Jak wszyscy wiemy, trendy w modzie zmieniają się co sezon. Są jednak takie elementy garderoby, które bez względu na to, ile lat już minęło, nigdy nie wyszły i pewnie nie wyjdą z mody, chociaż od czasu do czasu zostają zakopane w mrocznych odmętach szafy, to zawsze wracają w wielkim stylu. Odkąd Burberry uczynił z prochowca gwiazdę swoich kolekcji, stał się on jednym z tych ponadczasowych elementów garderoby, który chętnie gości jesienią na ulicach miast. Ostatnio Jennifer Lopez widziana była na Manhattanie w przepięknym trenczu. Aby przekonać się, że ten rodzaj płaszcza niejedno ma imię, wystarczy sprawdzić stylizację piosenkarki.
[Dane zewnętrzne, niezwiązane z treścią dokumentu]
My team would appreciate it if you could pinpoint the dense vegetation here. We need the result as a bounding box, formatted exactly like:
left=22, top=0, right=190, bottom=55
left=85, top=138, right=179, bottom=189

Ten niezwykle spektakularny model pochodzący od marki Coach wprowadza nowy wymiar luksusu, nadając świeże spojrzenie w stronę klasyki wymieszanej z charakterną nutą awangardy, dzięki umieszczonym na nim grafikom autorstwa nieżyjącego już znanego artysty z Nowego Jorku, Jeana-Michela Basquiata. Koszt prochowca na oficjalnej stronie brandu to blisko 8 500 zł. Pod okryciem wierzchnim gwiazda zdecydowała się na prostotę w postaci czarnej koszulki i klasycznych niebieskich jeansów z wysokim stanem od Mother w cenie ponad 1000 zł. Elementy garderoby dopełniły oryginalne i ekskluzywne akcesoria. Do stroju Jennifer Lopez dobrała czarne, skórzane kozaki na gigantycznej szpilce od włoskiego domu mody Versace. Trzymając się tej samej barwy kolorystycznej, Amerykanka postawiła na najbardziej pożądaną torebkę na świecie. Chodzi o model Birkin od marki Hermes, który nie tylko ma długą listę oczekujących, ale i kosztuje niemało: blisko 34 500 zł. Swój outfit zwieńczyła brązowymi okularami przeciwsłonecznymi z dużymi szkłami od marki Fendi, których cena wynosi 1 524 zł.

Jennifer Lopez jest niekwestionowaną legendą, a powiedzenie, że kobieta jest jak wino, im starsza, tym wygląda lepiej sprawdza się w tym wypadku z całą pewnością.